A luscious spice-rubbed rotisserie chicken from Pio Pio may be just the ticket.
Ann P. asks: I’m flying to California next week, driving myself from the Upper West Side to Kennedy Airport, where I’ll leave my car in a long-stay lot while I’m away. Here’s my question: I hate airline food and refuse to pay for that slop. Where can I get some carryout on the way that will make my seatmates jealous and fill the airplane with delicious smells?
Dear Ann: I applaud your sadism and can imagine the crestfallen looks on your fellow passengers’ faces as they get their dry turkey sandwiches, while you whip out, say, a bulging goat roti.
You don’t say which route you’re taking, but here are a number of possibilities along several possible paths.

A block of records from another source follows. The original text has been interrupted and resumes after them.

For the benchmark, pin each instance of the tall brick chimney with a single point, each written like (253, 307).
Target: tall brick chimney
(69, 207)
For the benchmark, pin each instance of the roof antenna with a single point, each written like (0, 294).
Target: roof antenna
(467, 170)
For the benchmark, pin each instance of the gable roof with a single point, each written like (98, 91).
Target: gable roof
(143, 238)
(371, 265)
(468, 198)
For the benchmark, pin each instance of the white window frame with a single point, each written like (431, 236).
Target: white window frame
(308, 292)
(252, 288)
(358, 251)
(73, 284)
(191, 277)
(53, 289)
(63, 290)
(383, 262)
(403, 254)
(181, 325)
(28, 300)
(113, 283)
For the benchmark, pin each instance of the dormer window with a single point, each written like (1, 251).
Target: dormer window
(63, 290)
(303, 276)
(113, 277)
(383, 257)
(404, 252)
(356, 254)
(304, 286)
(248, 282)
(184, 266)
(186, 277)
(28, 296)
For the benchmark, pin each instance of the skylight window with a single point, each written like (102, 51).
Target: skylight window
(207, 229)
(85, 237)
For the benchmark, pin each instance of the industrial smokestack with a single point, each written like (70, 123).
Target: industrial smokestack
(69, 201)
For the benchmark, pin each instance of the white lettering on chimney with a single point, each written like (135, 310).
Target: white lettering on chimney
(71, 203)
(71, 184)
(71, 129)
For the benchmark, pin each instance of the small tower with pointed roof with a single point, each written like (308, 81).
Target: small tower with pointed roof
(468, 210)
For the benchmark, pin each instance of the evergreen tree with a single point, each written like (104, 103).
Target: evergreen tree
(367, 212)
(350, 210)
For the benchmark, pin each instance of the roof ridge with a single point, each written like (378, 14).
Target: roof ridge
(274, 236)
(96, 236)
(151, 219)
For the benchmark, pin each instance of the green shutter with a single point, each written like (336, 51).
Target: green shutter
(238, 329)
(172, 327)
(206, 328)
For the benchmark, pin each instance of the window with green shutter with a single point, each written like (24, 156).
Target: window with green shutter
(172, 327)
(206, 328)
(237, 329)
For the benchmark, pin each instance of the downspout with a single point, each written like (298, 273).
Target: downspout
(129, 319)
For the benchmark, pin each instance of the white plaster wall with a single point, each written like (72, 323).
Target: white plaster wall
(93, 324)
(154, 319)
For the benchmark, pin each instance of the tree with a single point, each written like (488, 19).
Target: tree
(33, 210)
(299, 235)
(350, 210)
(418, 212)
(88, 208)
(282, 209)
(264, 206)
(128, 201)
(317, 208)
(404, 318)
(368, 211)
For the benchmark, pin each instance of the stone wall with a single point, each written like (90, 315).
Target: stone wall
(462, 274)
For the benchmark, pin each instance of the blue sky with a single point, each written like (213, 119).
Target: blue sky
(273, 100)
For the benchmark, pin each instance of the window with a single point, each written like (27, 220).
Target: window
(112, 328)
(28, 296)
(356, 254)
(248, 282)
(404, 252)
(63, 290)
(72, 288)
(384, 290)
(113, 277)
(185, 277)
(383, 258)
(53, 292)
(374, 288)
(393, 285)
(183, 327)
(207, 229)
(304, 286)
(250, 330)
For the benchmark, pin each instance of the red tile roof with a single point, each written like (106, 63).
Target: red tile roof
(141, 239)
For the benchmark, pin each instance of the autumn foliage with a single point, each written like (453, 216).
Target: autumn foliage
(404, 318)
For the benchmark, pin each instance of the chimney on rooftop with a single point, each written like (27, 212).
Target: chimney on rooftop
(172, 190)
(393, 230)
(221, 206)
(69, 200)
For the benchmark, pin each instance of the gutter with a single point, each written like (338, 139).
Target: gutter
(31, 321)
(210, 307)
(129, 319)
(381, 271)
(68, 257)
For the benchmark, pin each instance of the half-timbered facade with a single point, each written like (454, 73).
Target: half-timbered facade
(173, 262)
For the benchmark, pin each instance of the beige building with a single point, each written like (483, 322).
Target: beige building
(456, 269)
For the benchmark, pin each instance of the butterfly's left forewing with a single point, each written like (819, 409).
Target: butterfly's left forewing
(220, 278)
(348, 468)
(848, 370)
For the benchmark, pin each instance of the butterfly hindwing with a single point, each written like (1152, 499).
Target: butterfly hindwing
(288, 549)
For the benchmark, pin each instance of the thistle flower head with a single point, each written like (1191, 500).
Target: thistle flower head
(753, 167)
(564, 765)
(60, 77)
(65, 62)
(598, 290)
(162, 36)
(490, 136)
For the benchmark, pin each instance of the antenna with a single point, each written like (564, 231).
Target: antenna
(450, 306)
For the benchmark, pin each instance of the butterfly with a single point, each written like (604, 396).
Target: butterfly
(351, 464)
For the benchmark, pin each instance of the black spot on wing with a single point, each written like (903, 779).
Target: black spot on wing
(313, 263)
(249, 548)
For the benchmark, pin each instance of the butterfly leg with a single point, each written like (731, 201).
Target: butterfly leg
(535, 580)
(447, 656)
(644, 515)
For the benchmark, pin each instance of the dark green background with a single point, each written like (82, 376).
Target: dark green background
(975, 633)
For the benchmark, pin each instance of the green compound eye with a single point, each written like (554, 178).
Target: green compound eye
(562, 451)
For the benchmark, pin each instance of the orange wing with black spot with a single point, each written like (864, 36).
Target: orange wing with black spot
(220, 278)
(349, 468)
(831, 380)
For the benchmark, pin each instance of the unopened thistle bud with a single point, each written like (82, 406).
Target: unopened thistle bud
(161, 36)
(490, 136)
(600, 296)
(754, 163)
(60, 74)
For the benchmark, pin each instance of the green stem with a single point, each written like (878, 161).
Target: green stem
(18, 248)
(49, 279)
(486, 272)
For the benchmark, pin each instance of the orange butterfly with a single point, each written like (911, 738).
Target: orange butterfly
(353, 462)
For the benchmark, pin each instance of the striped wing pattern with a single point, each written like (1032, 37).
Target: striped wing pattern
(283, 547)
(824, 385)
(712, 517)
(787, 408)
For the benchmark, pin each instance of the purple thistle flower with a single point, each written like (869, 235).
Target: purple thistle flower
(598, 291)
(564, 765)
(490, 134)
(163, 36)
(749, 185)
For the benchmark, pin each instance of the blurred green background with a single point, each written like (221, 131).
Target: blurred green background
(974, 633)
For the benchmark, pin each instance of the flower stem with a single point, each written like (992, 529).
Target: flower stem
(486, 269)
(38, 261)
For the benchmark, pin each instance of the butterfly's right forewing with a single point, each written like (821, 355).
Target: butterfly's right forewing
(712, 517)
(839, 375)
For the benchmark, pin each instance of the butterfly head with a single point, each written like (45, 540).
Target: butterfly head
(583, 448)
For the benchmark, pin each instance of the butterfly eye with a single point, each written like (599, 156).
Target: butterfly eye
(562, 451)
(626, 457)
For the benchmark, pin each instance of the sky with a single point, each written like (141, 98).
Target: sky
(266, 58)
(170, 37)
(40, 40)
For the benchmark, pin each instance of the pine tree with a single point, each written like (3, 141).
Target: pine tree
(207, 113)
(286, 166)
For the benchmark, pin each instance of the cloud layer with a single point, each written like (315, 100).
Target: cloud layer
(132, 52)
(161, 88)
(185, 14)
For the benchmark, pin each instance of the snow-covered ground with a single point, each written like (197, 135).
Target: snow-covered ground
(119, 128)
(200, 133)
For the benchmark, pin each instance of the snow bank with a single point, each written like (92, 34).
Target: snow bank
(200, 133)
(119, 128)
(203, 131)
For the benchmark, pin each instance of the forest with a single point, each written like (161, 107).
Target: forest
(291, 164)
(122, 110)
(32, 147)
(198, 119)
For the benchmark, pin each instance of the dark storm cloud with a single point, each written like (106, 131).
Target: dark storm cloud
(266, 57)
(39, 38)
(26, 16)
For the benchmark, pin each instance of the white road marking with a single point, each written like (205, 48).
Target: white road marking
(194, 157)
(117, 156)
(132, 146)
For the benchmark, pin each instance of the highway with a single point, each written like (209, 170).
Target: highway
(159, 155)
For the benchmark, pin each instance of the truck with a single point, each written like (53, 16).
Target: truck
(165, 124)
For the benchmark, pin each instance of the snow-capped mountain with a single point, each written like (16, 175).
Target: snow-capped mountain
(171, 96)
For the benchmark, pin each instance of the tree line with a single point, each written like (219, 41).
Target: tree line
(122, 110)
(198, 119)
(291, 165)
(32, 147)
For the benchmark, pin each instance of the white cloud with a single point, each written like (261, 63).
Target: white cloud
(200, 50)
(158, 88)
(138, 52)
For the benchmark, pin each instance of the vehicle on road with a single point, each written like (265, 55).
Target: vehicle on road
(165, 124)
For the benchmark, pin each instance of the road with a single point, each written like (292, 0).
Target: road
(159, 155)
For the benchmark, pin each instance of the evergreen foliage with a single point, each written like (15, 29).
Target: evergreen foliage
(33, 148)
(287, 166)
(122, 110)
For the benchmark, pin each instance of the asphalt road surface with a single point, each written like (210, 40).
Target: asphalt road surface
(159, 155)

If you’re taking the shortcut on Woodhaven Boulevard, the old standby is Pio Pio (6230 Woodhaven Boulevard, Queens, 718-458-0606), a long-running Peruvian café where a spice-rubbed chicken, fried yuca, and a creamy avocado salad make perfect airline eating.
If you’re taking the southern route via Atlantic Avenue or one of the other thoroughfares, hit Rockaway Boulevard and Annie’s Roti Shop (127-07 Rockaway Boulevard, Queens, 718-323-7101), where you can get a wrapped conch, chicken, or goat roti, or have it configured as a “buss-up shot,” with the flatbread on the side.
If you choose the standard LIE to the Van Wyck route, exit at Jamaica Boulevard and head into downtown Jamaica. There are several easy-access Salvadoran diners where you can get a mixed collection of stuffed pupusas. El OK Restaurante Salvadoreno (145-16 Jamaica Avenue, Queens, 718-526-7917), which is a much better restaurant than the name suggests, makes corn as well as the rarer rice pupusas, stuffed with cheese and loroco flowers, or various combinations of beans, cheese, and pork. The whole fried porgy is another good bet, and it tastes good at room temperature, I swear.
Finally, if you really want to stick it to your fellow travelers in the metallic bird, score a meal from Maima’s (106-47 Guy Brewer Boulevard, Queens, 718-206-3538), the city’s only Liberian restaurant, where you can get a dose of the mega-spicy shrimp pepper soup or match fufu with a variety of meat or fish stews, which you traditionally eat with your fingers. Imagine the looks on the faces of surrounding sufferers as you go up to your elbow in a meal of West African fufu.
The phenomenal shrimp pepper soup from Maima’s.